I personally agree with the idea of making an L2 ‘your own language’, which maybe then becomes your L1 1/2! I have spent half my life in one country and the other half in another country. My L1 will always be stronger than my L2 because the former is the language of my ‘formative years’ of official learning; I regrettably have little time to read in L2 so also have issues about writing in it. That said, I have lived – and continue to live – the culture of my L2 and this has opened a very big window to understanding how my L2 works, also regionally (my L2 varies massively geographically).

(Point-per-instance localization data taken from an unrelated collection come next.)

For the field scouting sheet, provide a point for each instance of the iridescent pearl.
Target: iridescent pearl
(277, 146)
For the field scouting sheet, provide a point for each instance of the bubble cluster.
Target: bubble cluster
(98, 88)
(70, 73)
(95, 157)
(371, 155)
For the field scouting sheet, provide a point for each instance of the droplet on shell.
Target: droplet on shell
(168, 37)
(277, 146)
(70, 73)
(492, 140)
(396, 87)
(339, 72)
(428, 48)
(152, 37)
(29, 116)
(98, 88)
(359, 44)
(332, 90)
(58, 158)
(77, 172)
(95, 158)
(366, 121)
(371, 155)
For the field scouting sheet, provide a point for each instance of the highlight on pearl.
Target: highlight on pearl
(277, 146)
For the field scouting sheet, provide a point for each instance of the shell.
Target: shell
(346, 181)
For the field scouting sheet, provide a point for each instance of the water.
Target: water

Wrto international forums, cultural exchanges, ERASMUS+ etc and longer stays in the the L2 will provide Ss with the opportunities to broaden their horizons linguistically. Inappropriate forums? Anything online currently, unless it is known by the T to be a safe space.
Bearing in mind that I am a private tutor, I see a massive methodological clash between the grammar-driven, accuracy-dominated learning of English in schools in my context and my own professional practices and experience.
5 July 2023 at 3:56 am #7041Consuelo SotoMember
As a user of English, I think it’s encouraging to consider proficiency as something achievable. It makes me feel confident right away to know that I can use the language to my purposes and that I will be considered proficient to the extent I’m able to do so. The pressure to hit a golden standard tends to lead to frustration and fear in the use of the language. The learning process is much fluent and deeper when students stop comparing themselves with a particular kind of English and start talking about their own culture and identity. I’ve seen the positive effects of this idea of owning a language on the confidence and attitudes of students. Discussion forums could be implemented in at least 4 ways: a discussion forum for members of one class only, another one grouping different classes of the same educational level, a third one between schools in the country, and a fourth one interchanging experiences with international students.
At the end, it is possible to own any language if you remember to include your voice when using it.